The rewriting is based on the constructLeftJoins(child: LogicalPlan, subqueries: ArrayBuffer[ScalarSubquery]) method. The transformation logic is quite simple. The subquery is splitted in 2 parts: the query and the conditions joining inner and outer queries. From that it's quite easy to construct a left outer join:

subqueries.foldLeft(child) {
  case (currentChild, ScalarSubquery(query, conditions, _)) =>
    val origOutput = query.output.head

    val resultWithZeroTups = evalSubqueryOnZeroTups(query)
    if (resultWithZeroTups.isEmpty) {
      // CASE 1: Subquery guaranteed not to have the COUNT bug
      Project(
        currentChild.output :+ origOutput,
        Join(currentChild, query, LeftOuter, conditions.reduceOption(And)))
    // ...

But apart this simple transformation the method handles also some bugs discovered 2 years ago that makes it more complicated than that.

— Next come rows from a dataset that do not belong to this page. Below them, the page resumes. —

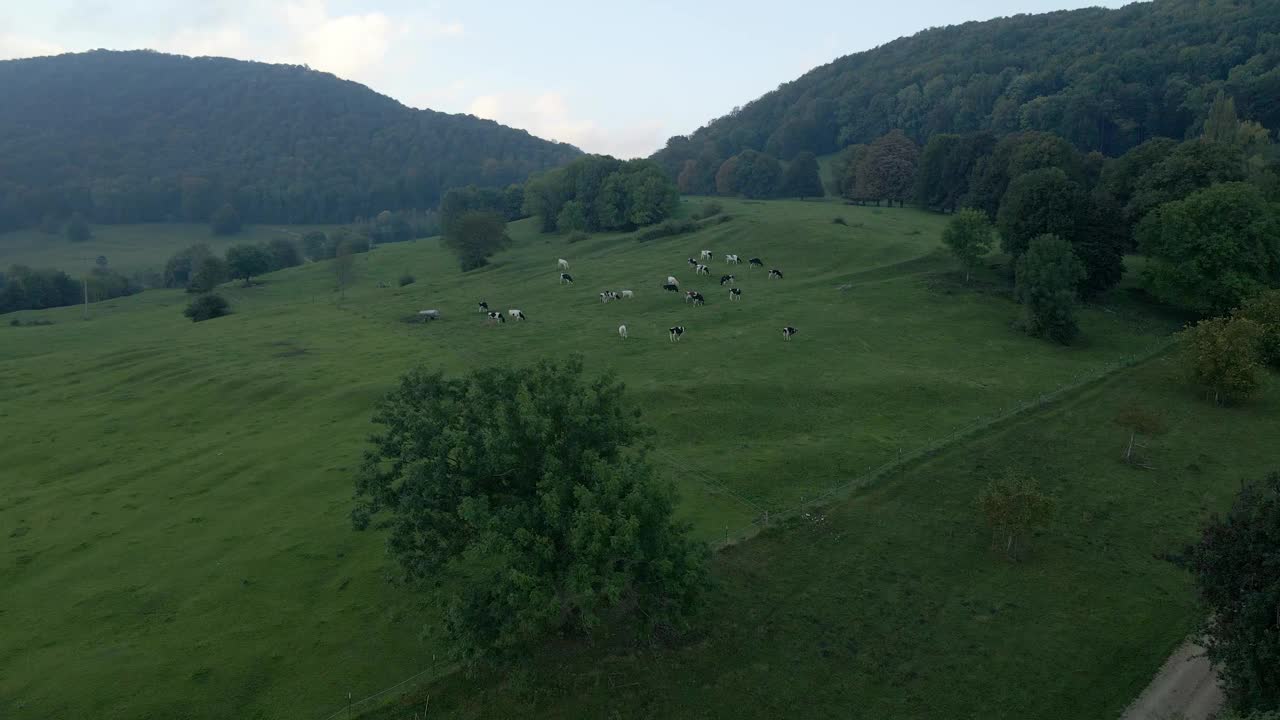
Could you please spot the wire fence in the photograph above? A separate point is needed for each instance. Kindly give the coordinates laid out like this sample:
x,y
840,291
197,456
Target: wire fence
x,y
767,516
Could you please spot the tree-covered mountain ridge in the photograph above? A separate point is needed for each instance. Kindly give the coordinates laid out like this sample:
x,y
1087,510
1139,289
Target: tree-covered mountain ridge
x,y
142,136
1104,80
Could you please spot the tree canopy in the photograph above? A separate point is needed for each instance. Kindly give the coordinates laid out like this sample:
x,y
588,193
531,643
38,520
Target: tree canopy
x,y
112,136
1102,80
1212,250
533,487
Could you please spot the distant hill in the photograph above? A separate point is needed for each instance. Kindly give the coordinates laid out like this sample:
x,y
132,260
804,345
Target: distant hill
x,y
1105,80
142,136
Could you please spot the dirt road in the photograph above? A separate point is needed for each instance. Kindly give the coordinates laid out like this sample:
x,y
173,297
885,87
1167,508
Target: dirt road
x,y
1185,688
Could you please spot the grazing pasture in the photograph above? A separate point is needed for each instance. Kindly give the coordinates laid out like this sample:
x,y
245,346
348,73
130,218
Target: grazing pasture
x,y
176,495
128,249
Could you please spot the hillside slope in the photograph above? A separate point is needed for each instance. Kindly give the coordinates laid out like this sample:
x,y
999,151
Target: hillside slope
x,y
142,136
1105,80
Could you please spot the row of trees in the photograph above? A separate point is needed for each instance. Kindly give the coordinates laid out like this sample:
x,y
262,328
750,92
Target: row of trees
x,y
598,192
1102,80
131,137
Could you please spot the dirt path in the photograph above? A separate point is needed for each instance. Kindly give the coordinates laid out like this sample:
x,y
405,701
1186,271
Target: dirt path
x,y
1185,687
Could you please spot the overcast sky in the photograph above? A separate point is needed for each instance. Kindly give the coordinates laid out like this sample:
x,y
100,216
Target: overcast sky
x,y
606,77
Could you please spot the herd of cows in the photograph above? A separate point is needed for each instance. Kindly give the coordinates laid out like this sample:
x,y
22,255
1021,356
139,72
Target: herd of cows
x,y
672,285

Correlated subqueries fixes

Three bugs were discovered after adding the correlated subqueries support based on the mismatch of the tuples from the outer query with the subquery:

  • filter
        spark-sql> create table R(a integer) as values (1);
        spark-sql> create table S(b integer);
        spark-sql> select R.a from R 
                >     where (select count(*) from S where R.a = S.b) = 0;
        Time taken: 2.139 seconds                                                       
        spark-sql> 
        (returns zero rows; the answer should be one row of '1')
        
  • select
        spark-sql> select R.a, 
             >     (select count(*) from S where R.a = S.b) as cnt 
             > from R;
        1	NULL
        (the answer should be "1 0")
        
  • expression with null checks
        spark-sql> select R.a from R 
                > where (select sum(S.b) is null from S where R.a = S.b);
        (returns zero rows, should return one row)
        

All of them were fixed in SPARK-15370 and the fix obviously impacted the simplicity of the method transforming the correlated subquery to the left outer join.

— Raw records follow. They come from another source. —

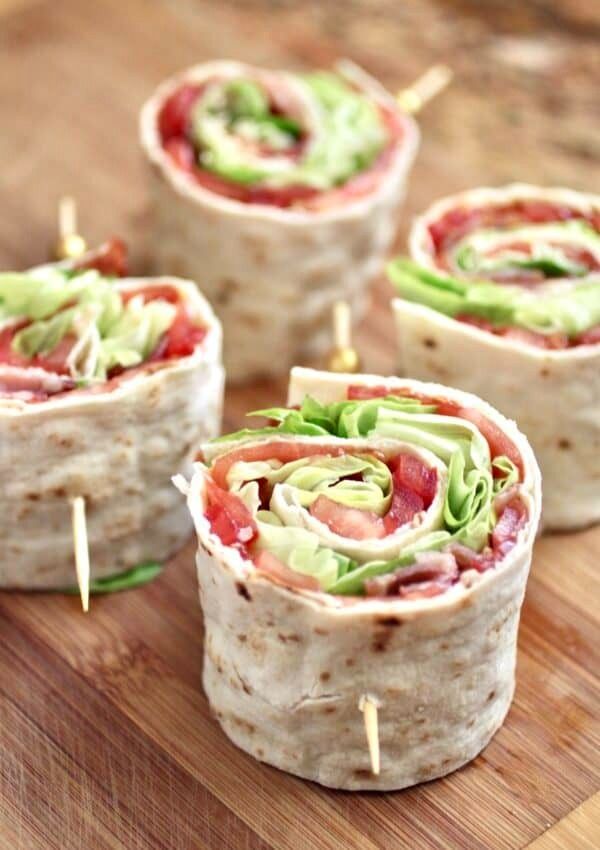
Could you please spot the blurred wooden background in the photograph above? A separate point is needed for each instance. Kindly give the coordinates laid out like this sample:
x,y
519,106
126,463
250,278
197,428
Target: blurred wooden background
x,y
106,739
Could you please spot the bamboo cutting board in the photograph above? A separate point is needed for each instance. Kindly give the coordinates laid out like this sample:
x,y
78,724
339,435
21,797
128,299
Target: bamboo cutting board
x,y
106,737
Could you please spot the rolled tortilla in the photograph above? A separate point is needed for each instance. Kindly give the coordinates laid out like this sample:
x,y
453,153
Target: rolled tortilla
x,y
272,273
529,344
286,665
116,444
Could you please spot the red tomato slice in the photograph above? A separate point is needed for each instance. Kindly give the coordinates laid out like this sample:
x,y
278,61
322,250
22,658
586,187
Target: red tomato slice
x,y
469,559
183,336
267,563
348,522
497,440
174,116
405,504
56,360
410,472
109,259
430,575
182,153
229,517
162,292
589,337
512,519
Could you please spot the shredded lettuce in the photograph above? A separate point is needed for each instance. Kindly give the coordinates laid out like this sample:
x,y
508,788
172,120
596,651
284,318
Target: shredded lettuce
x,y
362,481
240,136
86,306
570,311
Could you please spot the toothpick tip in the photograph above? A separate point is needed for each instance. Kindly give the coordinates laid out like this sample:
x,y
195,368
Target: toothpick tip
x,y
369,707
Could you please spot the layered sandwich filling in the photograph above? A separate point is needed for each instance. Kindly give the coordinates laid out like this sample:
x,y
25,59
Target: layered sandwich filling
x,y
279,138
382,494
525,269
66,330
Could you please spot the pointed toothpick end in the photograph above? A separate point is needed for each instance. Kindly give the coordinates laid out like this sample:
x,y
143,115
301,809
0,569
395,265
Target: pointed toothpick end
x,y
369,706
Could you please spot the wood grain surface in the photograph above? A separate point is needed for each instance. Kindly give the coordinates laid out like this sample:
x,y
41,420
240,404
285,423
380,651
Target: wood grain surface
x,y
106,737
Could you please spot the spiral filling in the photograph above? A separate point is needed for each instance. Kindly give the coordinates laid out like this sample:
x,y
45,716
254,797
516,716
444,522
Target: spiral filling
x,y
527,269
279,138
382,494
63,330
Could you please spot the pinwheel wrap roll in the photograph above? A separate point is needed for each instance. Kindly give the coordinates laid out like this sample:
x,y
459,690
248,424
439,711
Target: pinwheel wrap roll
x,y
374,546
502,298
78,417
278,192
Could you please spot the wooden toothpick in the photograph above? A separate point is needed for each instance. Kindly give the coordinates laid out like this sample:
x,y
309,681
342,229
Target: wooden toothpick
x,y
411,99
369,706
70,244
426,87
80,547
343,357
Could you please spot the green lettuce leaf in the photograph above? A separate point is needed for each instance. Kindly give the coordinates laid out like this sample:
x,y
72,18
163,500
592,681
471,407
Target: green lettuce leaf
x,y
570,311
127,580
233,122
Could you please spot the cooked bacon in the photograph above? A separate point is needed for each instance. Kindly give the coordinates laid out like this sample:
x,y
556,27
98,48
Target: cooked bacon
x,y
229,517
512,517
53,361
548,341
469,559
268,564
410,472
31,384
431,574
173,126
497,440
458,222
589,337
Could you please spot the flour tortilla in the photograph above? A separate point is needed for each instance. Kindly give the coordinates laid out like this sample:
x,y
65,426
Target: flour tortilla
x,y
284,669
553,395
271,274
118,448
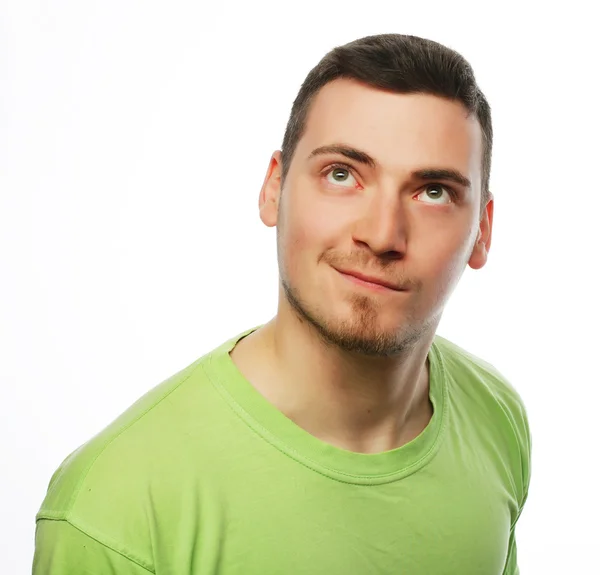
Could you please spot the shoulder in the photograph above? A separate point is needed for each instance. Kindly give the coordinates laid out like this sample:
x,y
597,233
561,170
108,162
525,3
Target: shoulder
x,y
465,368
107,485
477,385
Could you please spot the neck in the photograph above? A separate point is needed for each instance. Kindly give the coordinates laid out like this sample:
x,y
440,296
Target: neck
x,y
362,404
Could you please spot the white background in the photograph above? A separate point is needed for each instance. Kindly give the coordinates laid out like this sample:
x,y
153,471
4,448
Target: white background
x,y
134,137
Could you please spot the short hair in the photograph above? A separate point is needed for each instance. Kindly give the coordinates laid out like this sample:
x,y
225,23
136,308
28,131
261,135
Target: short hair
x,y
398,63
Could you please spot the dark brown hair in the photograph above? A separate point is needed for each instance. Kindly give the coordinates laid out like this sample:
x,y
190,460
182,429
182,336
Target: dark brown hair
x,y
397,63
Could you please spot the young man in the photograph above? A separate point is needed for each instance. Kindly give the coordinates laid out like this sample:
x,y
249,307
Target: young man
x,y
343,436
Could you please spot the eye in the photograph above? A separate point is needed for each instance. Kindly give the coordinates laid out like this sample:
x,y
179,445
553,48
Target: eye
x,y
435,192
340,175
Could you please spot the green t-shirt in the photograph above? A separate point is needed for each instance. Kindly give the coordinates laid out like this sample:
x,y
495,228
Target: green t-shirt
x,y
204,476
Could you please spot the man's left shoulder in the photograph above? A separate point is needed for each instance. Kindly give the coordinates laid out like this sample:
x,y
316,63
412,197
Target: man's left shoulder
x,y
493,402
461,364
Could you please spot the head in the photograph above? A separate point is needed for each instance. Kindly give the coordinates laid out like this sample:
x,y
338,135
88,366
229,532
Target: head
x,y
384,171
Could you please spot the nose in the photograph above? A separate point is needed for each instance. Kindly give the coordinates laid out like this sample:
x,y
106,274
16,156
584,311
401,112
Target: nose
x,y
383,225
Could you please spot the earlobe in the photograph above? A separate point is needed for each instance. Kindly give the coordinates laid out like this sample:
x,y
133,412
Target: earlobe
x,y
268,202
484,237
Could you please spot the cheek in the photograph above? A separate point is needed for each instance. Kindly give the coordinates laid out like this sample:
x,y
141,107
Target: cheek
x,y
443,261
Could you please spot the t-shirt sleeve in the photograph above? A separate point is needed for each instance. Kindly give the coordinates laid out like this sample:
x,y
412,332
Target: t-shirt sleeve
x,y
524,434
63,549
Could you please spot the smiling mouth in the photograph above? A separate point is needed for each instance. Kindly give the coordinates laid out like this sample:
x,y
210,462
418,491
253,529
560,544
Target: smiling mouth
x,y
370,282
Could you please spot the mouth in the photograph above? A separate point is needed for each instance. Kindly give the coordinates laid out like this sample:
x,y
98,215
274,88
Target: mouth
x,y
373,283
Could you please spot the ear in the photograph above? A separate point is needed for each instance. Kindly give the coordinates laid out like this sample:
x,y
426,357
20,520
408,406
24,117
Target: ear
x,y
484,237
270,193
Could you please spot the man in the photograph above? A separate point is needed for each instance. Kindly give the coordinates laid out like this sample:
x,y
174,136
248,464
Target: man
x,y
343,436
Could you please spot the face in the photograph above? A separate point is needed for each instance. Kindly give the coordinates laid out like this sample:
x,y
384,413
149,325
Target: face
x,y
385,186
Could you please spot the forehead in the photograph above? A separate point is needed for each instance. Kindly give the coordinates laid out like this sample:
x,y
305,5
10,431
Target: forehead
x,y
400,131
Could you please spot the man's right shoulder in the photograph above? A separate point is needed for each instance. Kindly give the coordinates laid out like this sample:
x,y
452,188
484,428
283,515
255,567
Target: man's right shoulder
x,y
132,451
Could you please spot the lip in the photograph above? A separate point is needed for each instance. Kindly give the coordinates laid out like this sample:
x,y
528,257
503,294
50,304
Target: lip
x,y
370,281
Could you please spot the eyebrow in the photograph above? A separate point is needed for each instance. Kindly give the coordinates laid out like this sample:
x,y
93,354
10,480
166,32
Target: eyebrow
x,y
428,174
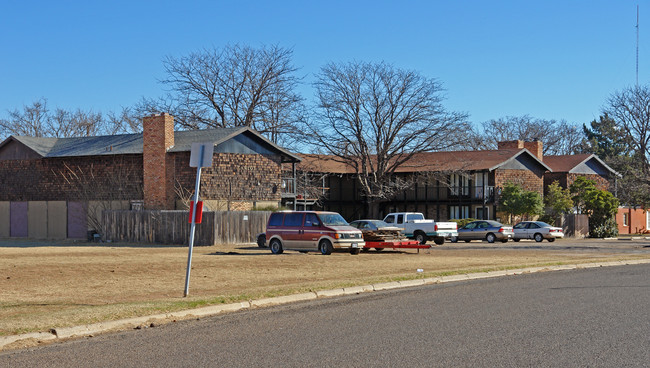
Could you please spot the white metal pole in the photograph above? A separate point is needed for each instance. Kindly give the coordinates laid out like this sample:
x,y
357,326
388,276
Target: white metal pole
x,y
196,199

Another applied rule is PullupCorrelatedPredicates. It moves the correlated predicates from the subquery to the outer query. We say then that the parts of the correlated subqueries are pulled up to the query above them. It's also known as unnesting or decorrelation. We can observe the use of this rule in the final physical plans where the filter clause was transformed to the ON condition. It's also visible earlier in the query optimization, as shown in this log fragment:

=== Applying Rule org.apache.spark.sql.catalyst.optimizer.PullupCorrelatedPredicates ===
!Project [title#6, categoryId#5, scalar-subquery#38 [categoryId#5] AS allArticlesInCategory#39]   Project [title#6, categoryId#5, scalar-subquery#38 [(categoryId#15 = ca
tegoryId#5)] AS allArticlesInCategory#39]
!:  +- Aggregate [first(allArticles#16, false) AS first(allArticles, false)#40]                   :  +- Aggregate [categoryId#15], [first(allArticles#16, false) AS first
(allArticles, false)#40, categoryId#15]
!:     +- Filter (categoryId#15 = outer(categoryId#5))                                            :     +- SubqueryAlias c
!:        +- SubqueryAlias c                                                                      :        +- SubqueryAlias categories
!:           +- SubqueryAlias categories                                                          :           +- LocalRelation [categoryId#15, allArticles#16]
!:              +- LocalRelation [categoryId#15, allArticles#16]                                  +- LocalRelation [articleId#4, categoryId#5, title#6, views#7]
!+- LocalRelation [articleId#4, categoryId#5, title#6, views#7]                                   

The correlated subqueries in Spark SQL are rewritten to the queries where the subquery is joined to the outer one with the left outer join. It happens independently on the subquery location. As we could see in this post, the rewriting is done as well for the subqueries defined in the projection part as well for the ones from the filtering part. Two rules are involved in this transformation: RewriteCorrelatedScalarSubquery and PullupCorrelatedPredicate. The former one converts the correlated subquery to the left outer join while the latter one extracts the filtering clauses and moves them to the upper level.